Make Friends In Your Industry, You’ll Be Rewarded

Posted by By at 20 May, at 14 : 45 PM Print

Make Friends In Your Industry, You’ll Be Rewarded

common-man-ginger-rumSo many people are out to make a quick buck in the most “automated” way possible. These “get rich quick” or “get wealthy with little work” schemes may be great ways to build bank but what have you learned in the process? Have you learned any techniques to make yourself more approachable, a better sales person or established strong relationships with people?

Screw the get rich quick method, I think you’ll be more valuable making some friendly contacts in the industry of your choice. Recently, I watched a video on how you can make money on twitter in a “fully automated” fashion selling who knows what to who knows who for whatever cost — really? There is no passion or challenge, it’s all about finding something exploitable and selling it to anyone your automated bots can find.

I’m not really jealous of the technique that “anyone can do” (so could I, right?) but I am blown away by those that will try the techniques. Most will fail and come out of the experience unchanged and lighter in pocket. The only person getting rich quick is the one taking your money to sell you the techniques that they say they’ve learned. Here is an idea, find an industry you’re passionate about and see if you can find a way to make your own techniques and money making systems.

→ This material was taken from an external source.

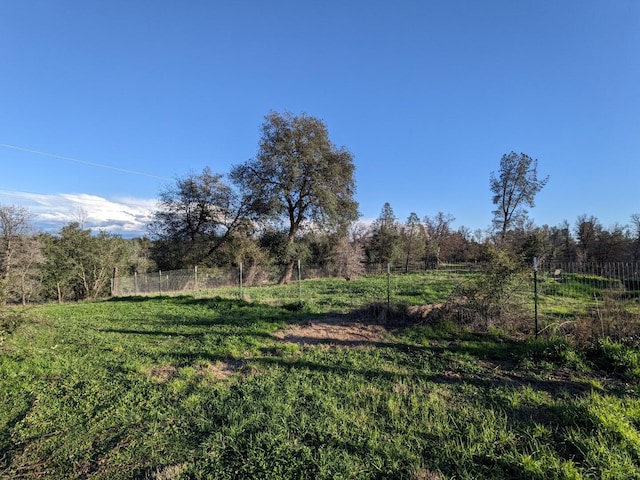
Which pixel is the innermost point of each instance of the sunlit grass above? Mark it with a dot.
(183, 387)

Here is my modest little technique that seems to work okay: establish relationships with people in your industry. You’re no doubt smaller than most of them so you’re going to have to be ready to give some of your services away for free in order to show them you’re serious. In my video podcasting studio, I’ll record an episode of Common Man Cocktails with a product that I’ve been given (if it works as advertised) and give them free exposure to my viewers.

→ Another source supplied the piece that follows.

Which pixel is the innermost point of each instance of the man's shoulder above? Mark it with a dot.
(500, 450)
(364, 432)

Why wouldn’t I take the aggressive route and ask them to pay me for the exposure? Because I’d like them to see the results of what I can do, show off my techniques and give them a taste for how successful their product can be in my own brand. No doubt I’ll ask them to sponsor an episode in the future, but what trust have I built if I started by asking for money up front? What trust have I built with my viewers if they find out I’m only pitching an item because they paid me to do so?

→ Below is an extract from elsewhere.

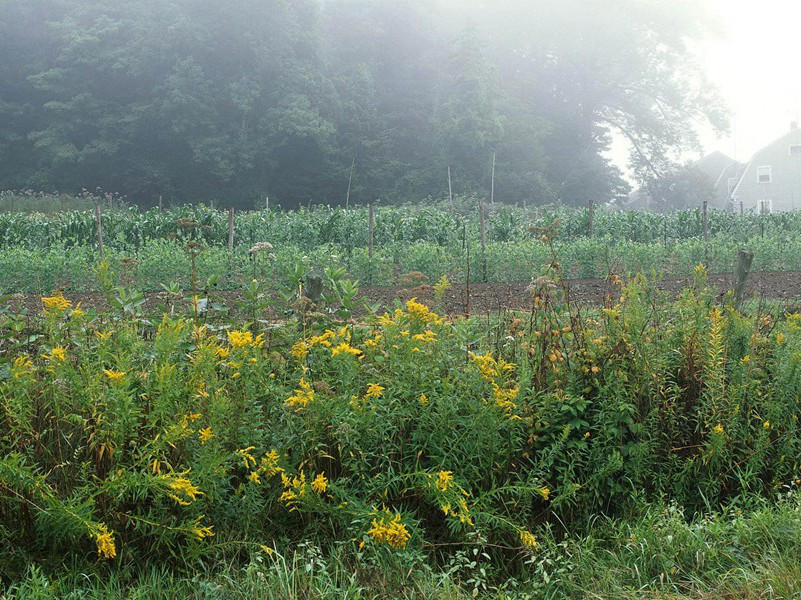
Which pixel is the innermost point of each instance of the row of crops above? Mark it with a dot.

As the little guy, you’re going to have to admit to yourself that you’re a nobody with no influence outside of your own audience. You’re building your audience and your brand but you’re going to want others to help you along the way; those friends you establish will come back to reward you later.

Perhaps you show off a product on your audio/video show and send it off to the makers of the product. They may give you a nod and a big ol’ “thank you” or they might enjoy the work you did and spread your video to their friends in the industry along with their own customers. That free exposure you gave them can come back to you ten fold with new viewership and exposure.

Who knows, a few months later that new friendly brand may ask to work together no future partnerships. What’s the risk? Nothing but a bit of work on your side, for free, in hopes of establishing stronger relationships. Give it a try.